Ask an Expert: Embryologist Part Two

Ask an Expert addresses reader questions every week. Today we share expert insight from Kristen, an Embryologist who will answer a few of your top embryo grading questions. Stay tuned for future posts, as this is part two of the embryology series. If you missed Part One of Ask an Expert, click here.

Do embryo grades really matter?

Statistically, while better graded embryos do have a higher implantation rate and higher clinical pregnancy rate, you cant do anything about the embryos that you have, so I do say, don’t stress too much as you cant do anything about it. Poor quality embryos can make healthy babies, and the most beautiful embryos can fail. Of course, we like to see transfer of good quality embryos, however the reality is, it’s not always possible and that doesn’t mean the chance of pregnancy is impossible.

We do see patients use up all of their good quality embryos and not get a pregnancy, and then with their final, poorer quality embryos, get pregnant. A lot of patients get upset if we tell them their embryos are grade 2 on day 2/3 and they don’t have any grade 1s. But we rarely see grade 1 embryos, so most of our pregnancies are from grade 2s!

How do you grade embryos? Is the grading system different per clinic? Is there a big difference between a/b/c? Why do embryologists use a good/fair/poor rating on blastocysts?

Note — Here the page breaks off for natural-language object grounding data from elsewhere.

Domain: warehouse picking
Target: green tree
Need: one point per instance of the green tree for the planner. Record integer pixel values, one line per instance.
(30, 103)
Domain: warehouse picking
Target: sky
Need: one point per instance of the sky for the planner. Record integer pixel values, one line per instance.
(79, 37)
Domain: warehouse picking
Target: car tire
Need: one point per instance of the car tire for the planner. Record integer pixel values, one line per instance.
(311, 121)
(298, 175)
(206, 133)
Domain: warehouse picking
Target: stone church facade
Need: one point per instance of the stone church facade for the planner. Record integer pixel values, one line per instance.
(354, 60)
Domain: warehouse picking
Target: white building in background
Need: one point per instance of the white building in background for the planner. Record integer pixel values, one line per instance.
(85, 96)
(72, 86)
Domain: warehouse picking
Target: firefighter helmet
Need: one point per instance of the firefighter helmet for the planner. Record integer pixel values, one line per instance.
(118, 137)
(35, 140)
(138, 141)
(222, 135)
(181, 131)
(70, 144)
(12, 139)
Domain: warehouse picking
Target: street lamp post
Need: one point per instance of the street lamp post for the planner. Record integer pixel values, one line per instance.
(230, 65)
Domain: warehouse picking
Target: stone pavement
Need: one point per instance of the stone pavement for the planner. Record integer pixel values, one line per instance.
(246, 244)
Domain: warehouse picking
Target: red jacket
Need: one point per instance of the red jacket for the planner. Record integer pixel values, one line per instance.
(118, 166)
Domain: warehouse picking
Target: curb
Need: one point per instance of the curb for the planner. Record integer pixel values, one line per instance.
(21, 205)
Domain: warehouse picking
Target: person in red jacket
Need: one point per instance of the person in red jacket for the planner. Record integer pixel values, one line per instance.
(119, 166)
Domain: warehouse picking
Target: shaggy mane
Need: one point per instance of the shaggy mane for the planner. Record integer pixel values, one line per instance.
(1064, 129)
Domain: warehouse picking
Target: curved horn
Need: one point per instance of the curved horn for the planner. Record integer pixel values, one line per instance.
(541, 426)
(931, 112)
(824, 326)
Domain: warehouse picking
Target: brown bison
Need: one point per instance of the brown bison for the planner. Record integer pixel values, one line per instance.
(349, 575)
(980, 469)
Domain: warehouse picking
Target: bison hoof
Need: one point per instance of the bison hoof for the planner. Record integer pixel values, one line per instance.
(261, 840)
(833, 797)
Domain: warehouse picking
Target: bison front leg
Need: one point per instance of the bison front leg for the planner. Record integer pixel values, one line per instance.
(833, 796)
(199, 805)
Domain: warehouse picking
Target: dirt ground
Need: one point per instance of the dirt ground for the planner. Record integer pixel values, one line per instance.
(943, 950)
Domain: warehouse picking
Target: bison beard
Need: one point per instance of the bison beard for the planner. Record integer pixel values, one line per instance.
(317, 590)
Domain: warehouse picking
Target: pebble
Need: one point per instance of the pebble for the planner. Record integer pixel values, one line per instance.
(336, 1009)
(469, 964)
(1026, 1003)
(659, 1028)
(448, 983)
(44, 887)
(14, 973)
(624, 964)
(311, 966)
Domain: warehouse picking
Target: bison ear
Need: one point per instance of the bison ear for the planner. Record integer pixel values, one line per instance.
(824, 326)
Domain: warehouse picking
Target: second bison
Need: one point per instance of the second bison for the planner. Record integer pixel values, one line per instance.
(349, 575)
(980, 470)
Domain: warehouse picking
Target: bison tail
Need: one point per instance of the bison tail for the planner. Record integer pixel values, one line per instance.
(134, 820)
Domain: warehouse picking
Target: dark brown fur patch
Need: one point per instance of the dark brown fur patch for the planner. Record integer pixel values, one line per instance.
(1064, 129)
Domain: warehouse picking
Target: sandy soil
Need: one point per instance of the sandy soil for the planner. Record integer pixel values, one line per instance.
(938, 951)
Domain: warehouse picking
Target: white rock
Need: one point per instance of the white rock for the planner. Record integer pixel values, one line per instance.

Different clinics have different grading systems! As an example below:

For cleavage stage embryos (Day 2-3) it is common to grade with the number of cells, amount of fragmentation, symmetry of the cells, how even sized the cells are. For example an 8 cell grade 2. A grade 1 would be perfect, grade 2 would have good cells, a small amount of asymmetry or fragmentation, grade 3 would have very uneven cell sizes or be highly fragmented.

For blastocysts we grade the inner cell mass (ICM) and trophectoderm as A, B, C or some clinics good/fair/poor

Grade A – ICM: lots of cells, plump, good size, trophectoderm will have many distinct cells in a uniform layer

Grade B – ICM: fewer cells, smaller in size, trophectoderm will have fewer layers or appear slightly grainy

Grade C – ICM: very thin or absent, grainy, poor quality, trophectoderm will have very few, irregular shaped cells, very grainy or poor quality

Who decides which embryos are not healthy enough?

We have specific criteria that determine the normal embryo development for each day, and what is suitable quality. The Embryologist will decide what is suitable for transfer, storage or disposal.

What embryo grades have the highest success rates?

img_20191016_194441_4234663613878891847761.jpgStatistically, the higher graded embryos such as a hatching or expanded AA on day 5 have the best success rates. For cleavage stage embryos, studies show embryos that are 4 cell on day 2 and 8 cell on day 3 have a greater chance of success, as do embryos which show signs of early compaction (day 3, as we normally see compaction on day 4).



Kristen has been an Embryologist for 5 and a half years. She studied Biomedical Science and has a Master’s degree in Reproductive Medicine. She’s always had a passion for fertility and a desire to help others going through such a hard and emotional journey.